Restaurant Review: The Best Food at Pizzeria Vetri Isn’t the Pizza

Try the rotolo instead. Here, Trey Popp talks floppy pies, too-thin crusts, and why slapping Marc Vetri's name on a pizzeria doesn't necessarily make it any good.

Photo by Courtney Apple.

Photo by Courtney Apple.

I was wrapping up lunch at Pizzeria Vetri when a gentleman approached my table. He was skinny and stooped-over and appeared to be in dire straits. Very politely, he asked for help getting a little food. I handed him the last slice of my rosemary-and-mozzarella pie.

A black blister had erupted from the only part of the wedge that wasn’t overburdened with cheese. The slice flopped over in his grasp, as the rest had in mine.

“Is this what they gave you at this restaurant?” he asked.

“Yes,” I nodded, attempting a reassuring smile.

His brow creased. “Were they angry with you?”

That was a little less polite. Save for one flighty server overcome by the dinner onslaught, Pizzeria Vetri’s staff was exceptionally pleasant on all four of my visits. And doubly so when my lunch date required a kiddie cup. Yet my unexpected visitor wasn’t totally off the mark. Pizzeria Vetri has many things to recommend it, but consistently good pizza isn’t one of them.

You might get lucky. I did. Once. It was with the Melanzana pie—creamy clumps of stracciatella and richly oily eggplant slices complementing the perfect tang of crushed San Marzanos, all on a masterfully crispy yet pliant Neapolitan-style crust. It was as good as any pizza I’ve had at Osteria, which sets the standard in this city (and is the inevitable measuring stick for any restaurant bearing Marc Vetri’s name).

The problem, though, was the other five pizzas I tried.
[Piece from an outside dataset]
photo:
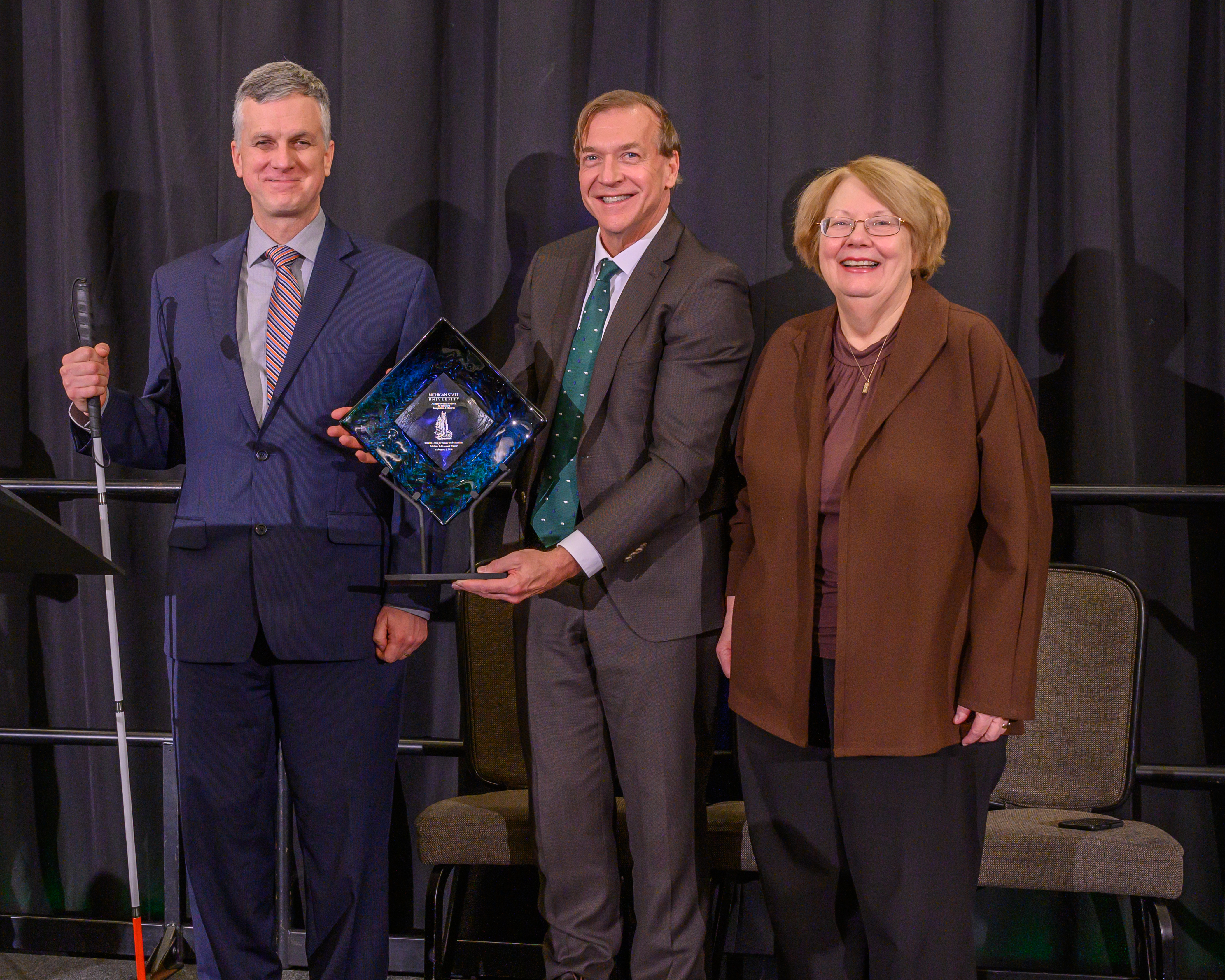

One was okay, but four were literal flops—a problem whose origin became clear one day when I sat at the spiffy white-marble pizza-assembly counter and watched anxiously as a dough-stretcher strained the center of one 13-inch disk after another into a barely visible film. I couldn’t believe they weren’t popping. No wonder my margherita and fennel-sausage pies kept collapsing under their own weight.

The further away I got from the pizza menu, though, the better Pizzeria Vetri got. There are lovely salads: arugula and roasted fingerlings slathered with killer pesto, and a “wood oven” salad that’s a belly-filling medley of corn, chanterelles, blistered green beans and top-drawer ham, studded with ricotta salata. There’s exceptionally fresh-tasting kegged wine from the Gotham Project, and bottled sloe-gin fizzes and Americanos that serve two for $12. The rotolos are instantly the best savory pastry in town: crispy pizza dough coiled Cinnabon-style around mortadella and ricotta, doused with pistachio pesto.

I also loved one of my two Sicilian-style slices of the day, which played like a puffy, crispy focaccia decked with roasted pears and gorgonzola. And I’ll go back for all those things.

But in the future, I’ll order the pizza with lower expectations.